I contributed to this report in today’s Toronto Star. – Steve
Aug 09, 2008 04:30 AM
National Affairs Columnist
More shakeups in the Afghan war. The New York Times reports that the U.S. has decided to merge American and NATO troops under one command. Technically, NATO would run the combined mission. But a U.S. general is already in charge of NATO forces; according, to the Times, that command structure will continue indefinitely once the two operations are merged.
For countries like Germany that place explicit restrictions on how their troops are used, the change may not mean much. But for Canada, which has no so-called caveats on combat operations, the reorganization is a different matter. U.S. officials cited in the Times say the change is designed to allow British, Canadian, Dutch and U.S. soldiers to engage in a wider range of combat operations and support one another in a more seamless fashion.
With this decision, the U.S. will have effectively gone full circle on its Afghan war. Immediately after the 9/11 terror attacks, Washington was adamant that it run the invasion of Afghanistan. Other countries, including Canada, were invited to take part in what the Americans called Operation Enduring Freedom. But there was no question as to who was calling the shots.
By 2004, however, as America found itself drawn into the quagmire of Iraq, Washington lost interest in Afghanistan. Its aim then was to hand off that war to NATO allies like Canada.
In response, the Liberal government of former prime minister Paul Martin decided in 2005 to send roughly 2,500 Canadian combat troops to Afghanistan’s volatile Kandahar province.
Now, the Americans have switched gears again. Taliban insurgents have not been quashed by NATO or by the roughly 15,000 U.S. troops still fighting under separate command in Afghanistan as part of Operation Enduring Freedom. Indeed, the rebels are getting bolder. NATO and American casualties are rising. In the U.S., both Democrats and Republicans are calling on their administration to prosecute the Afghan war more vigorously.
Which is why Washington dispatched about 3,200 more troops there this year. Which is why, even before yesterday, it quietly assigned 19,000 of its troops to NATO (albeit under American overall command). Which is why U.S. Defence Secretary Robert Gates opted for the latest reorganization.
From a strictly military view, the new scheme makes sense. As University of British Columbia political scientist Michael Byers notes, co-ordination in war is generally a good thing. If nothing else, it minimizes the chance of allied troops firing on one another.
But for Canada, the decision to integrate U.S. and NATO fighting forces comes at an awkward time politically. The Afghan war is not popular in Canada, a fact even the ruling Conservatives recognize. Indeed, Prime Minister Stephen Harper has managed to set a 2010 end date to Canada’s combat mission – a decision he hopes will prevent Afghanistan from becoming a major issue in a federal election campaign that could come this fall.

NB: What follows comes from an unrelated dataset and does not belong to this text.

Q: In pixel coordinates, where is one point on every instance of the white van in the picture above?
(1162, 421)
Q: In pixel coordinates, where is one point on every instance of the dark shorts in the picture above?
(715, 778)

Canadians forces inside Kandahar are already pulling back on combat missions and concentrating on training Afghan troops. If Harper is lucky, this will keep the Canadian death toll (currently 88 plus one diplomat) to less than the symbolically important number of 100 by the time the election is held.
But Gates’ reorganization could sabotage that political strategy. A merged NATO-U.S. effort would make it easier for American troops to help Canadians when they are in trouble. But it would also require Canada to reciprocate.
“There’s significantly less room for Canada to follow its own strategy,” says Steven Staples, head of the Ottawa-based Rideau Institute, a defence and foreign policy think tank. “We already differ with the Americans on certain matters, such as how to deal with opium production. This will give us no room at all to differ from Washington.”
Byers, who hopes to run for the New Democrats in the next federal election, says the reorganization may also pose legal problems for Canadian troops. Canada has signed international treaties that limit the amount of so-called collateral damage its troops may inflict on civilians in wartime. The U.S. has not. In particular, says Byers, Washington takes a looser view of aerial bombardment.
Staples notes Canada might balk at destroying a compound of Afghan villagers just to kill a handful of Taliban militants. But Washington is more tolerant
Canada also has a policy of not handing captured Taliban suspects to the U.S., which refuses to abide by the Geneva Conventions on prisoners of war.
But that too might change under the reorganization.
“When you’re engaged in a common operation, there is a tendency to follow the rules used by the more powerful actor,” Byers said in an interview from England yesterday. “In this case, that’s the U.S.”